AISLE SAY Ontario

THE MADONNA PAINTER

by Michel Marc Bouchard
Translated by Linda Gaboriau
Directed by Eda Holmes
Playing through December 13th
FactoryTheatre.ca

Reviewed by Robin Breon

Factory Theatre’s 40th anniversary season continues to exhibit strong programming with the English premiere of Quebec playwright Michel Marc Bouchard’s The Madonna Painter. It is another example of some of the best work in Canadian theatre today emanating from la belle province (also including the likes of Woujdi Mouawad, Robert Lepage, et al) that brings with it a strong cultural locus, a moving sense of place and a sense of purpose which might explain why the work of these artists is embraced so profoundly by the international community. I mean this very much in a generic sense, not necessarily that the themes or subject matter of the work has to be located in Quebec, although that is the case with Bouchard’s play which is set in 1918 Lac St. Jean at the time of the Spanish Flu epidemic.
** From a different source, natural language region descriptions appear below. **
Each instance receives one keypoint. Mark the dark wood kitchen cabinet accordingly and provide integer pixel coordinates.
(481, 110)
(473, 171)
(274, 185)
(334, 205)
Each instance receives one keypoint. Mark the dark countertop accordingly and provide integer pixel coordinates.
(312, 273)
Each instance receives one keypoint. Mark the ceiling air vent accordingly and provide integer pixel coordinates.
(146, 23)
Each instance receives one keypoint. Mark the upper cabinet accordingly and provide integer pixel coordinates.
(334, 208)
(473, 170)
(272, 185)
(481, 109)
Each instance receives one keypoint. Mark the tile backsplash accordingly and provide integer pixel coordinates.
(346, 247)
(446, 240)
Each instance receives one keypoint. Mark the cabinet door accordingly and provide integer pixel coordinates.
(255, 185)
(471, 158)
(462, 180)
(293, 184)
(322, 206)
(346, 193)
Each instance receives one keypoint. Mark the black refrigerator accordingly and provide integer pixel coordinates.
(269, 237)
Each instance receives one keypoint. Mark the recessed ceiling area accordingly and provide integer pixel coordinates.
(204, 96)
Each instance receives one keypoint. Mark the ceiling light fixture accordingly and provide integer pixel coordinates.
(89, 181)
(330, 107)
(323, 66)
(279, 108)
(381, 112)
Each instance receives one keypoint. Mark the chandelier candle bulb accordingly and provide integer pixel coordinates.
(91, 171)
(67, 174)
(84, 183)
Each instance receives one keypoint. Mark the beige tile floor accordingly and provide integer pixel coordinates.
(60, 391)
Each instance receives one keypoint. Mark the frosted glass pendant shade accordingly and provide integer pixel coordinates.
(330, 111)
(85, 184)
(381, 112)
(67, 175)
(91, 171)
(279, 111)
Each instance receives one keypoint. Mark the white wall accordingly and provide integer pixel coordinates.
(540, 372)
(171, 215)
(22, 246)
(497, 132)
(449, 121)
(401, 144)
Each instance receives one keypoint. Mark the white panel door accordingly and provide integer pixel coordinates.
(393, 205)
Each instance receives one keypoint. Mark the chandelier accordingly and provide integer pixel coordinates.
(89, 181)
In the opening scene of The Madonna Painter we meet a young woman who works as a laundress named Mary Louise (all the women in the village have Mary as their first given name). She reads sheets the way a psychic divines tea leaves. Mary Louise knows if there was love or estrangement between the sheets – deep sleep or fitful nightmares. Her sheets become a metaphor for life and death within this small, very rural Catholic village of which she is a part; the sheet as swaddling cloth, the sheet as shawl, the sheet as shroud. Nicola Correia-Damude  plays the language of this scene as if it were a Shakespearean sonnet, with a soulful longing and heartfelt tenderness that right away pulls us into the spirit of the play.

Into this community comes a young, idealistic priest whose first project is to commission an Italian painter to create a fresco dedicated to the Virgin Mary in order to protect his parish from the flu epidemic. Marc Bendavid is the young priest who must wrestle with his earthly desires while constructing a spiritual barricade against God’s own wrath. Juan Chioran is the droll artist who, after auditioning all the other Marys in the village (played by Miranda Edwards, Shannon Taylor, and Jenny Young) to be his model for the Madonna, succumbs to more powerful earthly desires in the final consummation of his project.
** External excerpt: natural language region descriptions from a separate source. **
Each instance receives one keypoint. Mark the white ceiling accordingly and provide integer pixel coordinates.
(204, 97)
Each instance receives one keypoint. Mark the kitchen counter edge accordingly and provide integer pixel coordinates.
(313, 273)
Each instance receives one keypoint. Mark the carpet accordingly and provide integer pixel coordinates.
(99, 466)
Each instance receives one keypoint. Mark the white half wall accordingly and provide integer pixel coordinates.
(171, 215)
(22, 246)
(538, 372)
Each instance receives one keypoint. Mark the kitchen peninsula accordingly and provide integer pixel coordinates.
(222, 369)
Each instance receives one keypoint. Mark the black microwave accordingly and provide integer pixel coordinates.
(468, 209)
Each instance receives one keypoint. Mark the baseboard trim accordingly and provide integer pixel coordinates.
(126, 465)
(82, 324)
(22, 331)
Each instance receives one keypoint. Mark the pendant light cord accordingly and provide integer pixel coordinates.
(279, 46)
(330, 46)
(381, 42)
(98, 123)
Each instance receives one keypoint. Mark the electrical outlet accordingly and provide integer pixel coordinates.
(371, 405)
Brian Dooley plays the village physician with a perfect sense of drunken morbidity. The role is a grim statement on the temporal quality of existence in ways that ultimately bridge into the macabre.

Director Eda Holmes handles her talented cast with a sense of secular spontaneity that never flags. Sue Lepage’s set and Beth Kates’ lighting design also facilitates the action nicely. Ms. Holmes has been busy around town this season, moving from Factory Theatre back to Nightwood for an upcoming production of Caryl Churchill’s Serious Money. Looking forward to it.